A media interview offers a great opportunity to tell your company’s story but it’s not just another speaking engagement. It is a demanding exercise and for most professionals, it can be unnerving.
Four words that strike fear in the heart of anyone who has been tapped as a company spokesperson are, “A reporter is calling.” This is especially true for professionals who have had no formal media training and are going into the interview cold.
It’s not that reporters are scary, it’s just that in agreeing to be interviewed you can’t help but feel out of your element — and that you may be putting yourself or your company at risk.
After all, it’s called the “mass media,” so masses of people will hear, read or see what you said.
What if you say something you shouldn’t? What exactly are they looking for? If it’s a TV interview, where do you look or what do you wear? Are there any ground rules that govern an interview, and if yes, what are they? And can you take it back?
Embrace the opportunity
For good or bad, media interviews are a fact of life for businesses. Either you are reaching out to reporters and editors asking them to cover something, or they are coming to you looking for a story. In fact, if your business has a public relations division or has hired outside PR consultants, someone is out there proactively seeking media interviews for you and your colleagues.
However an interview opportunity arises, you need to know the ground rules for using that interaction strategically, and most executives have never received even one hour of media interview training.
A media interview offers a great opportunity to tell your company’s story but it’s not just another speaking engagement. It is a demanding exercise that defies all the rules of basic human interaction, provides a ridiculously short amount of time to get across even the most complicated ideas and the only thing you control is what you say or do. Everything else is out of your hands. For most professionals, that is unnerving, if not untenable.
Here are the nine things you should know before talking with a reporter:
1. The success of your interview depends on you. By knowing what to expect going in, learn how to communicate your key messages regardless of the circumstances.
2. Don’t go into an interview planning simply to answer questions. Reporters are looking for context, so tell your story, but learn how to tell it your way.
3. Reporters are justifiably unconcerned about your image, your company’s image, sales or profits, or if what you said is what you meant to say. It’s not their job.
4. Don’t ask a reporter to review a story before it airs or goes to press.
5. Don’t expect a reporter to interpret and report what you meant to say but didn’t.
6. There’s no such thing as “off the record.” The camera is always rolling, the mic is always on. (Just ask any elected official).

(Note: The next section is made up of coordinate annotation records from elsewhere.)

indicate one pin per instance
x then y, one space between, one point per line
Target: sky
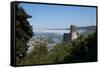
57 16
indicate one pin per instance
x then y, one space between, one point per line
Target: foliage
23 32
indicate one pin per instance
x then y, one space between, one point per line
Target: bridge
73 31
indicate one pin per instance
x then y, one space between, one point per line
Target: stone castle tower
72 35
73 32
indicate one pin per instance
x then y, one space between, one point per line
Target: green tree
23 32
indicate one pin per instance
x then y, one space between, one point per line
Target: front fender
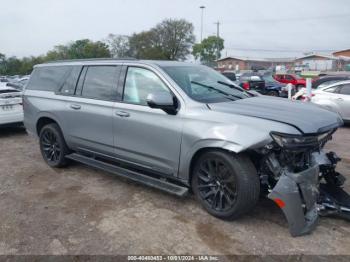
234 139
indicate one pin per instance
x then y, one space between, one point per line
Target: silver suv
179 126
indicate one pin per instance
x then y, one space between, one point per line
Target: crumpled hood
306 117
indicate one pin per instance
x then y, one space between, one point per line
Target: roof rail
91 59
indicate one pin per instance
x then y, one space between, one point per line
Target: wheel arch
43 120
200 152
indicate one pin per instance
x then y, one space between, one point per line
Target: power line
288 19
278 50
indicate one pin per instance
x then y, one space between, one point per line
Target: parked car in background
329 79
179 126
230 75
335 97
264 84
11 109
293 79
252 81
20 83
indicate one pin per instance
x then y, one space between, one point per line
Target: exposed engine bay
301 179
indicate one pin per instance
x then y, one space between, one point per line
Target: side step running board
132 175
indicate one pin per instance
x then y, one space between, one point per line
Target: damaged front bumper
312 192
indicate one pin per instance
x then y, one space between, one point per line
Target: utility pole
217 43
202 13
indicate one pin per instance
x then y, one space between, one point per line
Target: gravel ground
79 210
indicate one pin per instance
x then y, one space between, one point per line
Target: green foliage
209 49
79 49
118 45
171 40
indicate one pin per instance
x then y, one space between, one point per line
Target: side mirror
164 101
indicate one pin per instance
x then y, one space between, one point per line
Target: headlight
297 141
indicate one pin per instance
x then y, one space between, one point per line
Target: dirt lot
79 210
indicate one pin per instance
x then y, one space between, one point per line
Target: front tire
226 185
53 146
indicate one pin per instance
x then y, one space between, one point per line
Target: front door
343 101
149 138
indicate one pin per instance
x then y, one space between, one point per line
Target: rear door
280 78
257 84
145 137
343 100
88 114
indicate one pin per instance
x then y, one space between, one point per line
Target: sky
250 28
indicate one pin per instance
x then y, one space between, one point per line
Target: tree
209 50
119 45
79 49
175 38
144 45
171 39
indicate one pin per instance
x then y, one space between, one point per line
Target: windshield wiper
227 95
235 87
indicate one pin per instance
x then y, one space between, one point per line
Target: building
246 63
343 57
317 62
342 53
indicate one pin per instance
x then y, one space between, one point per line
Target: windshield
204 84
269 78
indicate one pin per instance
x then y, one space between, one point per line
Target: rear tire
53 146
273 93
298 87
226 185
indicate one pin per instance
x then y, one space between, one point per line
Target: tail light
246 86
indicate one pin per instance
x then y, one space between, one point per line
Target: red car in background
297 81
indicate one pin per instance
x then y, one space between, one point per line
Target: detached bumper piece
314 192
296 194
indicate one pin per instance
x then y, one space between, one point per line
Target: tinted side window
345 90
100 82
50 78
69 85
230 76
139 83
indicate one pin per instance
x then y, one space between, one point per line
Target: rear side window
345 90
100 83
69 85
50 78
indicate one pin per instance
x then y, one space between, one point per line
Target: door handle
75 107
122 114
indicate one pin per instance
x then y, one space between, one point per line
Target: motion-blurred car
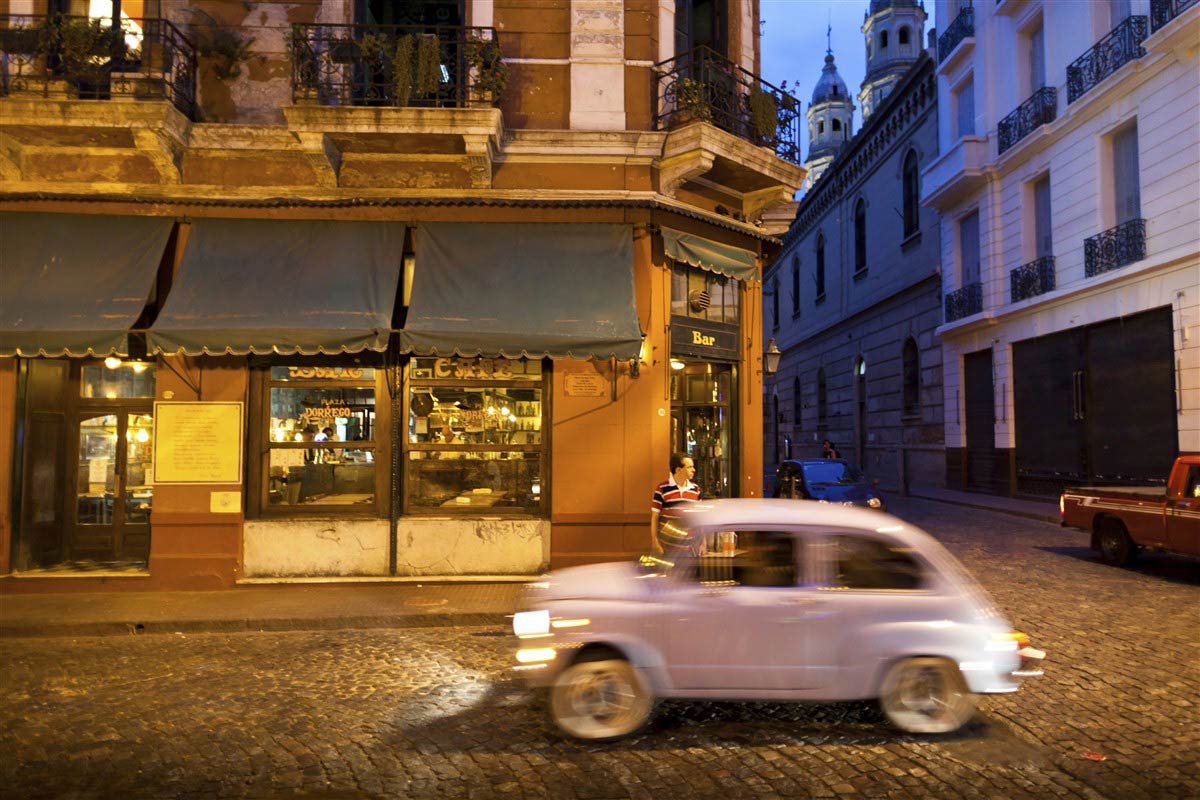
769 600
832 480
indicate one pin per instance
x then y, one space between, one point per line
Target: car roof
742 512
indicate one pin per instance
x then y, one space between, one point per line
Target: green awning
523 289
72 283
708 254
282 286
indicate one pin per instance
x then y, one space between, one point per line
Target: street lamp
771 358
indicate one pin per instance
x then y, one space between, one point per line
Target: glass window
475 435
120 380
864 563
322 435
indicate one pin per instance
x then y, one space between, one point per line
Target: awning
523 289
291 286
73 284
708 254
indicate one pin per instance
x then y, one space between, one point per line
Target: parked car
1126 519
769 600
832 480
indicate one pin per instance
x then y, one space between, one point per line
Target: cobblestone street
435 713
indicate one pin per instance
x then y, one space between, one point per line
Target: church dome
831 88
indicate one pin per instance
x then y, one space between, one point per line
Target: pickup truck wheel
927 696
1114 543
600 701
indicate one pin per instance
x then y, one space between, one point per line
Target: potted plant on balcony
487 67
691 102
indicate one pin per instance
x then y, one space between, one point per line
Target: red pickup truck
1126 519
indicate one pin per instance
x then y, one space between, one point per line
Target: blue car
829 480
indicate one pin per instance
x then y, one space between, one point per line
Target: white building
1067 181
855 296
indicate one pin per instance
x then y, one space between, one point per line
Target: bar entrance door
702 422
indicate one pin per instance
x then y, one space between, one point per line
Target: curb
1012 512
12 631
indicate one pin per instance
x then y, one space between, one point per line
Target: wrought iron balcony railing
958 30
964 302
705 85
1039 109
83 58
426 66
1164 11
1121 46
1033 278
1115 247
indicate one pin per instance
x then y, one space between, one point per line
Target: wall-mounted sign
585 384
703 340
197 443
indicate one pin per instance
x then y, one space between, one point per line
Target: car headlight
531 623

7. Keep your answers short. Learn how to think and talk in sound bites.
8. Most interview disasters are the result of something interviewees did or didn’t do. And most can be traced back to misunderstanding the rules of a media interview.
9. Most so-called misquotes are not actually inaccuracies. They are, in fact, the result of what I call “speaker’s remorse” — saying something you wish you hadn’t or in a way you wish you hadn’t.
These skills aren’t rocket science. But they are a departure from what a professional (athlete, government official, doctor, lawyer, widget maker) does all day. And most professionals have learned to succeed by controlling as much as they can in their world. People seeking to play in the media’s sandbox would be wise to get a little training in how to do it well.